Sharetraderator
An AI-assisted, paper-trading research tool for ASX shares. Every trading day it pulls end-of-day prices, computes transparent quantitative signals in Python, asks Claude to turn those signals into a structured, risk-bounded recommendation, and journals everything to a database — so months later you can audit whether the system actually adds value. It never places a real order.
Problem Solved
Retail trading decisions are usually a mix of gut feel and whatever the finance press said that morning, and nobody keeps score. Sharetraderator replaces that with a disciplined daily loop: the same signals, the same risk rules, the same conservative prompt, every single day — and a permanent journal of what was recommended, why, and what the signals looked like at the time. The goal isn't a money printer; it's an honest, measurable answer to "does this process beat doing nothing?"
It's also a working study in where LLMs belong in a quantitative pipeline: Python does all the arithmetic, and Claude only reasons over pre-computed numbers — the division of labour that plays to each side's strengths.

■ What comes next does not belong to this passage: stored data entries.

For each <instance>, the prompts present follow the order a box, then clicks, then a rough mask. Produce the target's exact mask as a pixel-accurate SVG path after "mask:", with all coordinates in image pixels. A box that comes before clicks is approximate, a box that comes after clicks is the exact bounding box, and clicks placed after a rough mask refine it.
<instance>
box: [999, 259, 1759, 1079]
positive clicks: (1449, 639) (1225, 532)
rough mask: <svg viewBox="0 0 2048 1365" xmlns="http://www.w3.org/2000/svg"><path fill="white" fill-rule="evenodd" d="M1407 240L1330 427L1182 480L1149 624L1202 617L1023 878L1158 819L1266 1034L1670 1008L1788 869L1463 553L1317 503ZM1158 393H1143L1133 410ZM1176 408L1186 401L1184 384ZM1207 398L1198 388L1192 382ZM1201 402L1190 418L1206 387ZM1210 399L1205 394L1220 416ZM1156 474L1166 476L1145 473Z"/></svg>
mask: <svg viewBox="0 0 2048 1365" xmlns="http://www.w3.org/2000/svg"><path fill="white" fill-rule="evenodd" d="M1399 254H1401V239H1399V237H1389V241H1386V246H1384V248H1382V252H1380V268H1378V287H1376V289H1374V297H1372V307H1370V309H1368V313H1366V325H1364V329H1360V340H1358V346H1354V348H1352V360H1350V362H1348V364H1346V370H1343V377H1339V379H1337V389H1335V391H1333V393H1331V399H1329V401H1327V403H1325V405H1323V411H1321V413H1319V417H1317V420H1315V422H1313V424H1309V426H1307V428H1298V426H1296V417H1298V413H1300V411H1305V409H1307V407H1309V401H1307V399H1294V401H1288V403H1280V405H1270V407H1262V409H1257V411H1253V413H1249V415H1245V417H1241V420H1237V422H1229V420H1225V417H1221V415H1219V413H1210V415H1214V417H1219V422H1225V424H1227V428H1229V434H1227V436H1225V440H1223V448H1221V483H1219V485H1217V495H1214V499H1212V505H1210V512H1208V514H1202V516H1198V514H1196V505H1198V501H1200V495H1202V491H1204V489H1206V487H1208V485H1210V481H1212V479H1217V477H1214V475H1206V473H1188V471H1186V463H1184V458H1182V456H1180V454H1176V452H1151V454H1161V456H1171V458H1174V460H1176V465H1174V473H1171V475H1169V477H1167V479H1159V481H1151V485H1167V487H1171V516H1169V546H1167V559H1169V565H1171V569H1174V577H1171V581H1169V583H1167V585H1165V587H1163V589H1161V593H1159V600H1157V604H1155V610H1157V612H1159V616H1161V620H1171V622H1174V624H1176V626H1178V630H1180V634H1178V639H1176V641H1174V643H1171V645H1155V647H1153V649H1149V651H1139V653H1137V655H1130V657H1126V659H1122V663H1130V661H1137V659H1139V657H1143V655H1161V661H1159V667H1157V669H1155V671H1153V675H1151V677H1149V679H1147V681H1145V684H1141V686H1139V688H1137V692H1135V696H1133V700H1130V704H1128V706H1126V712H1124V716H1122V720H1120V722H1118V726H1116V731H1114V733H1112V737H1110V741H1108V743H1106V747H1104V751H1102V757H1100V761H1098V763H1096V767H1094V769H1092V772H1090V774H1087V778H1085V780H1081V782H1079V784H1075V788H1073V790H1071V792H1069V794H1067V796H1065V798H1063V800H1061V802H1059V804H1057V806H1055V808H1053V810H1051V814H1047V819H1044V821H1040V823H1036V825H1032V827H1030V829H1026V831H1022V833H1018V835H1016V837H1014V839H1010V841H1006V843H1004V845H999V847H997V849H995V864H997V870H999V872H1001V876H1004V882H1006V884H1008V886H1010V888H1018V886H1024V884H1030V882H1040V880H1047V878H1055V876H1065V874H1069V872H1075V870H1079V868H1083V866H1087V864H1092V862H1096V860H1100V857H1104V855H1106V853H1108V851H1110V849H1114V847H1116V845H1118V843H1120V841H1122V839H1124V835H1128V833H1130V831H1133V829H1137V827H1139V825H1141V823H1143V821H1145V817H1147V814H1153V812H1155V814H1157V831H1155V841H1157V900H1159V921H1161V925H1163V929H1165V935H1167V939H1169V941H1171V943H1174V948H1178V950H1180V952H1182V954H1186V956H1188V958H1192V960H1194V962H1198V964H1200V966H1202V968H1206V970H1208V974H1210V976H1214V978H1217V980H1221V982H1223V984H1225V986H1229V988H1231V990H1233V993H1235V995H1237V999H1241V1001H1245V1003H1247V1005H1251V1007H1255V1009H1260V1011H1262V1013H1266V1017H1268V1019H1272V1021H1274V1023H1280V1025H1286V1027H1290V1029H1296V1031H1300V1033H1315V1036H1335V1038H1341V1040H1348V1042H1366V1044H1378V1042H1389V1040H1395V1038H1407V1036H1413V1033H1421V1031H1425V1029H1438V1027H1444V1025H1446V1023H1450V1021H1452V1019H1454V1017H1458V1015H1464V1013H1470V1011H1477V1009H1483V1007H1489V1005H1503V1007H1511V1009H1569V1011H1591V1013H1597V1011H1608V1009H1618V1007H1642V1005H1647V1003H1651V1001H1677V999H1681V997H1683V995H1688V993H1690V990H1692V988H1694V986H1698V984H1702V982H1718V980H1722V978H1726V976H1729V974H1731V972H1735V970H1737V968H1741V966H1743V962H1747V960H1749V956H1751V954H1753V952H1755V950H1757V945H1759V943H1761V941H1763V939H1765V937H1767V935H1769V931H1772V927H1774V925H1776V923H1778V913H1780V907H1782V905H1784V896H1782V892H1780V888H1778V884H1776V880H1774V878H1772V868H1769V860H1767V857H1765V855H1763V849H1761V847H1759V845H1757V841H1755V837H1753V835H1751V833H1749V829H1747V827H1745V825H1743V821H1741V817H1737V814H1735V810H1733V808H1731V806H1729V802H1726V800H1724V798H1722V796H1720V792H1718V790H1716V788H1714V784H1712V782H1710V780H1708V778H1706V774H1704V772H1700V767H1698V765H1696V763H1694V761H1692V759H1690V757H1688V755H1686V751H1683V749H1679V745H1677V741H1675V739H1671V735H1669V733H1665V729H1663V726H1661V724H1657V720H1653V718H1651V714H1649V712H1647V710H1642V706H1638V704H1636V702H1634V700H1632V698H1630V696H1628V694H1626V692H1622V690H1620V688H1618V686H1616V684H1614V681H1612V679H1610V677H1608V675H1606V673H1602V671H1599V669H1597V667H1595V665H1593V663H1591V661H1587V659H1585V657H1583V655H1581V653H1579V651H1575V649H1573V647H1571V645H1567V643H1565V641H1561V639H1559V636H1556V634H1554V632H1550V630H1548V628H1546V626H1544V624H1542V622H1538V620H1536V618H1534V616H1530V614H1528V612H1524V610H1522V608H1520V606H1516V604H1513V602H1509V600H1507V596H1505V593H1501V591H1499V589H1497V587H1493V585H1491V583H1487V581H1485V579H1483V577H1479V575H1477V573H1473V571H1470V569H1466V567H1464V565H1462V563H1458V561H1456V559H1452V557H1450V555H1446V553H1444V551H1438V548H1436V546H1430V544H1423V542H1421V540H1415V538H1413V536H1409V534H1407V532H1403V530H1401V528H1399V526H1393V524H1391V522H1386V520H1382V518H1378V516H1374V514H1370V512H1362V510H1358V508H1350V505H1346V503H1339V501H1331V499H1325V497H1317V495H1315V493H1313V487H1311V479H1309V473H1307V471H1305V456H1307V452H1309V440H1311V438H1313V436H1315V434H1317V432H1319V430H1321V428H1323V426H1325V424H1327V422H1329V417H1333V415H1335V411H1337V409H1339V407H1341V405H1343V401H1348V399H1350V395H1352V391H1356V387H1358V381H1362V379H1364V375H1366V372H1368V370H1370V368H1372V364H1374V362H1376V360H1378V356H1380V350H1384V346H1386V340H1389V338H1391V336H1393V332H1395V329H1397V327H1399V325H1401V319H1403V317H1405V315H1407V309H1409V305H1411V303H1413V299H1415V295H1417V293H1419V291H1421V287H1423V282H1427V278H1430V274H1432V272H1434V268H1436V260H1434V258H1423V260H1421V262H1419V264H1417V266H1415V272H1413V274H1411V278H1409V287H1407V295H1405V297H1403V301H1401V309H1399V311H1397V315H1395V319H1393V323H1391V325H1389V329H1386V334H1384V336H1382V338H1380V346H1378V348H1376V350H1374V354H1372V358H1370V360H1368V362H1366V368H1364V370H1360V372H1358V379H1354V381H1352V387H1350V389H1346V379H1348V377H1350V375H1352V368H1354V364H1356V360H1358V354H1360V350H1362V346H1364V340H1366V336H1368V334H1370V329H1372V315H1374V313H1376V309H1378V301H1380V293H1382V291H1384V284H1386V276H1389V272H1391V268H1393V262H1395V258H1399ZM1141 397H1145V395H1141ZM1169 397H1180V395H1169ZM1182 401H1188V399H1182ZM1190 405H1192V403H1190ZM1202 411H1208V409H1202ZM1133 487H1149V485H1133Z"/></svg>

This tool is a personal research project and is not financial advice. It places no real orders; all outputs are paper-trading recommendations for manual review.
Key Features
Daily Automated Analysis Run
A Vercel cron fires shortly after ASX close. A Python function fetches end-of-day data for a ~23-ticker watchlist, computes RSI, moving averages, momentum, volatility and 52-week range position in pandas, and sends only those derived signals to Claude. The model returns structured JSON: action (BUY / HOLD / AVOID), conviction, entry range, target, stop, position size, and a plain-English rationale.
Code-Enforced Risk Limits
Whatever the model returns is clamped back inside hard limits defined in code — maximum position size, stop-loss discipline, portfolio exposure caps. A bad model output cannot exceed the risk framework, because enforcement happens after the response, in Python, not in the prompt.
A Deliberately Conservative Bias
The system prompt and rule set prefer doing nothing over a marginal trade. In practice most days most tickers come back HOLD or AVOID with a reasoned explanation — which is exactly the point. A recommendation engine that mostly says "no trade" is a feature, not a failure.
Full Audit Journal
Every run stores every recommendation together with the exact signal values that produced it. The read-only dashboard renders the latest run, the full run history, and per-ticker detail with the raw signal JSON one click away. Recommendation-vs-outcome analysis is possible months later because nothing is ever overwritten.
Honest Backtesting
A separate rule-based backtest engine (no API calls, so free to iterate) tests the signal ruleset against two years of history per ticker, after estimated brokerage and slippage, and reports strategy vs. buy-and-hold with Sharpe and max drawdown. It prints its own limitations at the bottom of every report — survivorship bias, simplistic slippage, no regime modelling — because a backtest that flatters itself is worse than none.
Architecture
Architecture Overview
Python does all the arithmetic; the LLM never touches raw prices. yfinance end-of-day data flows into pandas to produce RSI14, SMA20/50, 1m/3m momentum, annualised volatility, and 52-week range position. Those signals go to the Claude API, and structured JSON comes back — with markdown-fence stripping, truncation detection, and a defensive error shape on parse failure. Risk limits are then enforced in Python, after the response.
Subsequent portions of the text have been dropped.